2) the most important aspect (in my view), is that mod_perl allows you to really intervene
and "do things", in perl, inside the logic of Apache httpd itself, at just about any step
of the processing of a HTTP request by Apache. Not everyone is interested in doing this,
but if you find that your applications could benefit from being able to inspect and/or
modify the way in which Apache httpd is processing HTTP requests, there is not really any
tool that compares to mod_perl in that respect.
In fact, what mod_perl really allows you to do, is to turn things around : instead of
being this little perl toolbox that is added to httpd, it allows you to use Apache httpd -
with all its finely tuned code and extensions - *as a toolbox* to do what you want in your
perl application. That is the real power of mod_perl. If mod_perl did not exist, the only
real alternative for doing that kind of thing, would be to write your own Apache add-on
modules in C. (Which would mean "forget about CPAN" and start looking elsewhere for
anything you need in addition).
In comparison to mod_perl, the apreq library is more limited and more focused. It's main
aspect in my view, is to provide a more efficient alternative for the perl CGI module, in
terms of processing cgi-bin script arguments and cookies (and maybe some other things
which I admit I've never really looked at).
I guess that by now you know that I am really a perl and mod_perl fan.
As far as perl is concerned, as a programming language : there are people who like it, and
others who don't, and it is quite pointless to try to convert the ones into the others.
But if what you want is a programming tool which allows you to do many different things
quickly - even things of which you initially know very little about - there is still no
real alternative to the conjunction of perl and the CPAN library.
> On 22.12.2020 06:49, Matthias Peng wrote:
> > Hello
> > I am developing a simple mp2 application.
> > I looked for the installation for mp2 utils, and found this two:
> > libapache2-mod-perl2
> > libapache2-mod-apreq2
> > what're their relations?

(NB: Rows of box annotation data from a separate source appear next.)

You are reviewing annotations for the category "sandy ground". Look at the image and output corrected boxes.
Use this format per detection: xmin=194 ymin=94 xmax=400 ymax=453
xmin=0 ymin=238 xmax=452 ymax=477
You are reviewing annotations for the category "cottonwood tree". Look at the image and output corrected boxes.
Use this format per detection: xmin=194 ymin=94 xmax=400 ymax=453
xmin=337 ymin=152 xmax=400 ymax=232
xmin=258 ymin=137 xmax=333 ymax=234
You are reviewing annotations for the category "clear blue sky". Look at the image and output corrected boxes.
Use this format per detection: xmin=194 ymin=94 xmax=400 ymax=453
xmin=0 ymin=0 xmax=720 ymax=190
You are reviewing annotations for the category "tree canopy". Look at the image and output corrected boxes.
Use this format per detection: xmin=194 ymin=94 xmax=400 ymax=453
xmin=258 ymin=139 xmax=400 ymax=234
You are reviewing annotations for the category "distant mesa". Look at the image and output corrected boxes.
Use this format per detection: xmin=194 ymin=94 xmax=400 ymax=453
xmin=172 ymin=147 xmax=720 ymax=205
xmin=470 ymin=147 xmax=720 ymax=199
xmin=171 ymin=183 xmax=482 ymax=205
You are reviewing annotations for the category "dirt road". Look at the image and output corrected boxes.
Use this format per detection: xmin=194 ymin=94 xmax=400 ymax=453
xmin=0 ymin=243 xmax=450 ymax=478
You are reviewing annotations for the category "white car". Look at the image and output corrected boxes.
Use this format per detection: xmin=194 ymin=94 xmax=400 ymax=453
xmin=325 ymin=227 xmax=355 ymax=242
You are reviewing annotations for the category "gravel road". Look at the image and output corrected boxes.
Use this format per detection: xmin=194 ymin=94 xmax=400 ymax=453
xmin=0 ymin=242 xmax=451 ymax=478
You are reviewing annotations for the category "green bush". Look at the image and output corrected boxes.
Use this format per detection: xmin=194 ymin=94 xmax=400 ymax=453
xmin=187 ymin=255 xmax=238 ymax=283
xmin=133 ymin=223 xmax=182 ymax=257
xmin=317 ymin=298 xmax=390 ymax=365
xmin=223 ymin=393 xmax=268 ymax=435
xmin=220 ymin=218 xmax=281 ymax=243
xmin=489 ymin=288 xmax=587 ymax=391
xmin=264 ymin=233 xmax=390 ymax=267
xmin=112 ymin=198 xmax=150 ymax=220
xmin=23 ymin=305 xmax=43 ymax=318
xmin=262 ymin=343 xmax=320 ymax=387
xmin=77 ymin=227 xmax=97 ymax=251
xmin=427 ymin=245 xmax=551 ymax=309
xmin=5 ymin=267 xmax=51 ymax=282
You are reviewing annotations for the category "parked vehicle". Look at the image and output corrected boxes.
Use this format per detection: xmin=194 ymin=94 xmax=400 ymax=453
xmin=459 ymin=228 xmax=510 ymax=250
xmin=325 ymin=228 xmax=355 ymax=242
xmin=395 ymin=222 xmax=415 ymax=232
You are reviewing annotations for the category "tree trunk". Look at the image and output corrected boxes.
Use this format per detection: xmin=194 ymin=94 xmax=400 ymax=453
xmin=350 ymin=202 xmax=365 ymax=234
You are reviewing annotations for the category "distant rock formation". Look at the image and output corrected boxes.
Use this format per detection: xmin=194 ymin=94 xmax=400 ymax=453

Should I install both, or only the first one?
> They are different and independent packages and module libraries, and you can use the one
> or the other, or both, depending on your needs.
> (We always install both, and we use both)
> For mod_perl per se, you need only the /libapache2-mod-perl2/ package.
> This gives you access to all the stuff documented here :
> *except* what is at the very end of that page :
> "Part VI: Related Modules" -> libapreq modules
> (this is what is contained in the separate /libapache2-mod-apreq2/ package)
> The documentation for libapreq is at :
> It may be a bit confusing at first, because both (independent) packages use some common
> namespaces ("Apache2::" and "APR::"), and because each of mod_perl and libapreq2 have
> their own form of "Apache Request object", named very similarly :
> - for mod_perl it is Apache2::RequestRec
> - for libapreq it is Apache2::Request
> (I guess that libapreq was first, that's why they got the better name ;-)
> I am a bit reluctant to try explaining the difference further (for fear of confusing you
> further), but here is a very rough summary :
> - to deal with 99% of what has to do with controlling what happens within Apache httpd in
> terms of processing HTTP requests (or just to run your perl scripts faster), use the
> mod_perl package.
> So install /libapache2-mod-perl2/ first, and start coding.
> - if you finds out later that you have to do a lot of processing of CGI parameters (the
> request "query string") or cookies, you can then install and use use the libapreq API
> which (among other things) provide an alternative to what the CGI module provides.
> In any case, there is a bit of a learning curve, but it is great fun and very powerful.